In the Meantime
The river rose wildly every seventh spring
or so, and down the hatch went the town,
just a floating hat box or two, a cradle,
a cellar door like an ark to float us back
into the story of how we drown but never
for good, or long. How the ornate numbers
of the bank clock filled with flood, how
we scraped minute by minute the mud
from the hours and days until the gears
of time started to catch and count again.
Calamity is how the story goes, how
we built the books of the Bible. Not
the one for church, but the one the gods
of weather inscribed into our shoulder
blades and jawbones to grant them grit
enough to work the dumb flour of day
into bread and breath again.
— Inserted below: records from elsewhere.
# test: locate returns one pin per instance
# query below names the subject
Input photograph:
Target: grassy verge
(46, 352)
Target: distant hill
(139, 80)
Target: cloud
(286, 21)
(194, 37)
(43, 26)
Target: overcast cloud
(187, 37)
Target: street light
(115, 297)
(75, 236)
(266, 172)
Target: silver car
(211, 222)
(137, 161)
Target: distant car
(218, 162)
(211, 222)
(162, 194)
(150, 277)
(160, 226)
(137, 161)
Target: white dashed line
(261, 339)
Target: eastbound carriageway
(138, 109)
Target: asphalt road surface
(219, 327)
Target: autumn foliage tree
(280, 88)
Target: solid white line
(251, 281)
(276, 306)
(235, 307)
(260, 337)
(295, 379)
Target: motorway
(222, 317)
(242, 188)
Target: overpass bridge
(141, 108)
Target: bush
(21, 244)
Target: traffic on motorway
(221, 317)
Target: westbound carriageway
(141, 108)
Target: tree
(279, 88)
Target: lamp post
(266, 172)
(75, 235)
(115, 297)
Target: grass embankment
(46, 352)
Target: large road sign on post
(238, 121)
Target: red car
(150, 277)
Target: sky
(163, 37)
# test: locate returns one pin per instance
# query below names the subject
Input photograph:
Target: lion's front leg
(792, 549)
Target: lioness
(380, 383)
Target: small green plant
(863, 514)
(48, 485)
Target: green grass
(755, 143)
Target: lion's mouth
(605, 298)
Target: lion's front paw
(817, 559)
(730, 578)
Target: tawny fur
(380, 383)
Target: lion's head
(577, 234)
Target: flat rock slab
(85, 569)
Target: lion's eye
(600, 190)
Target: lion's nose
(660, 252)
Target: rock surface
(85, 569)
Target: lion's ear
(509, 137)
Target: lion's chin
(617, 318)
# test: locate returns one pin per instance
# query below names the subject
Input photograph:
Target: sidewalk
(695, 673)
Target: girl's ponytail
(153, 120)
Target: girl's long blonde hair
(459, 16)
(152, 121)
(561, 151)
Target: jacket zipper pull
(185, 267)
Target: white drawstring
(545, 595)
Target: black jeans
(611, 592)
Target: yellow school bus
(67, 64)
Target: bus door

The world
has a habit of ending, every grandmother
and father knew well enough never to say,
so deeply was it stained into the brick
and mind. We live in the meantime
is how I remember the length of twilight
and late summer cicadas grinding the air
into what seemed like unholy racket to us,
but for them was the world’s only music.
Copyright © 2021 by Max Garland. Originally published in Poem-a-Day on November 11, 2021, by the Academy of American Poets.
“My grandparents loved to remember the drowning of our western Kentucky town in the 1937 Ohio River flood. I inherited the newspaper images—a Jersey cow on a second story balcony, people rowing down Broadway. That flood became intermingled with the one I learned about in church, Noah’s flood. In fact, history and childhood religion more or less flowed together in an ongoing story of calamity and grit. But honestly, I probably wrote the poem because I liked the sound of the words ‘the river rose wildly’ and wanted to keep that sound going as long as I could.”